Something about her answering grin was familiar. Something she couldn’t… no, he  _ did _ know this girl: she was that wiry little gym rat who lived in his uncle’s old facility, the place Luke had trained him when he was much, much younger. He  _ knew _ her; hadn’t seen her in two years, but that face was unmistakable. Five-seven, lean, brown-haired: did she know who he actually was? “Done,” she said, and Solo lost concentration as the crowd roared for him to get him. 

He left Hux spluttering on the bench to come up with the ten grand and swung down to the entrance, being shouted at and clapped on the back by observers in various stages of inebriation as he got to the ring and started stripping down. Thank God he’d decided to wear track pants today. Off came the jacket, the button-down, the undershirt: off came the pristine Air Jordans he’d picked out that morning, off came his socks, and soon he stood, waiting, in black Adidas track pants and bare feet in the sand of the fighting ring, bare-handed and without any protective gear at all.

Rey wore only a sports bra that might have, at one point, been white, but was now stained with the dust and dirt and sweat of the ring, and her shorts were blue. Blood speckled the white stripes on them. She wore sneakers, and after a moment of looking at him, she leaned down and took them off, too, matching him. 

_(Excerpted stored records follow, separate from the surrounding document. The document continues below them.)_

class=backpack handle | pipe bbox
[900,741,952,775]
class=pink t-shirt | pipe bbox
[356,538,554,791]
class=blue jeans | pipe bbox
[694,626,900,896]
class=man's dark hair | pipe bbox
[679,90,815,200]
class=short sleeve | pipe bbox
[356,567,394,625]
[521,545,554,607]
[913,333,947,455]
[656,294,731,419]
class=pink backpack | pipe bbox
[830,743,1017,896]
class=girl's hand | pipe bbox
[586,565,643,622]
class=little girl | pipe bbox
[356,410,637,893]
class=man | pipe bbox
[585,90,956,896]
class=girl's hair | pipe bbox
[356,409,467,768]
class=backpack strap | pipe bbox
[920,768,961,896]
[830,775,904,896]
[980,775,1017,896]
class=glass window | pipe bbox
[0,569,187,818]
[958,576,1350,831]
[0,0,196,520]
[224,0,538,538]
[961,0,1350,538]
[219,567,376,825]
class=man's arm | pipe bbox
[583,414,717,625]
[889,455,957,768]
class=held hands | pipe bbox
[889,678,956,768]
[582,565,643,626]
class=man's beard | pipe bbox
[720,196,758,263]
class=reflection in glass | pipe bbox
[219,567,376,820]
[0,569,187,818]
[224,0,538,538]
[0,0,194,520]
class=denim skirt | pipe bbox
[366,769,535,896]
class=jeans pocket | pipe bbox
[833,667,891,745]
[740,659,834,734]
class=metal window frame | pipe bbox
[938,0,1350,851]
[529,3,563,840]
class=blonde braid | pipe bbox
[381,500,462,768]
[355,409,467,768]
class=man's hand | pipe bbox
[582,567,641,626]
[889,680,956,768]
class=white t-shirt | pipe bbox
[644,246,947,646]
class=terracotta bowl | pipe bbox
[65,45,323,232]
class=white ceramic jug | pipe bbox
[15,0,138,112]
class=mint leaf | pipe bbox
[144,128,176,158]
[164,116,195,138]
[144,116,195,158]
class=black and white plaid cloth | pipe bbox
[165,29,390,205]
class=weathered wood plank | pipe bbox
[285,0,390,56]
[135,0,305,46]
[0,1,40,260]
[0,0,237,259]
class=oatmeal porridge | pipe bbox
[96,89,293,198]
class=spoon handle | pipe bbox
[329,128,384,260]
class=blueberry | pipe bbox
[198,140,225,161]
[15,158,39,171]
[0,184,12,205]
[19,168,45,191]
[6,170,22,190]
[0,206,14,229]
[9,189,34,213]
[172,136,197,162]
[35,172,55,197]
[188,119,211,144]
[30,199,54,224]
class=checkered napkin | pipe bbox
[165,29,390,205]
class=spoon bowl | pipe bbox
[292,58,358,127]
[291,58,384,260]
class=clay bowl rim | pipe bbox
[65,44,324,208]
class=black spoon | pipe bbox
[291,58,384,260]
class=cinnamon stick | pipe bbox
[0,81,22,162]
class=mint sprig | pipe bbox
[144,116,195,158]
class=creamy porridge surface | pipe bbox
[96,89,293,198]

“What, not gonna take off the mouthguard?” he called, watching her toss her shoes over the fence to someone.

“Fat chance, big guy.” She spread her feet and beckoned with both hands. “Come on. Let’s go.”

Solo’s eyes narrowed, and he charged.

* * *

It wasn’t like she’d not been expecting his onslaught. Rather, Rey thought, as she grappled with the man who outweighed her by at least eighty pounds and a foot of height, she had been expecting it, but she’d been banking on him to fight like he did in  _ his _ ring. With, you know. Fair rules and no below the belt moves, shit like that.  Which he did, at first, but once she got in a blow to his thigh and toppled him to one knee, he seemed to realize that all of that was off the table, and heaved himself back up to come at her with twice as much force. 

_ We had the same teacher. Don't act so surprised. _

Kylo Ren was big. Broad. Wide, in the way a heavyweight boxer usually was, and he wasn’t built for show, but for strength: thick waist, heavy arms, huge shoulders. His whole torso bore discolored, deep-tissue bruises. Old bruises. She knew exactly where those bruises had come from, too.  _ Shit, shit.  _ She danced out of the way as he lunged for her hips, likely to lift her up and pin her down, and regrouped: she’d have to approach this better. 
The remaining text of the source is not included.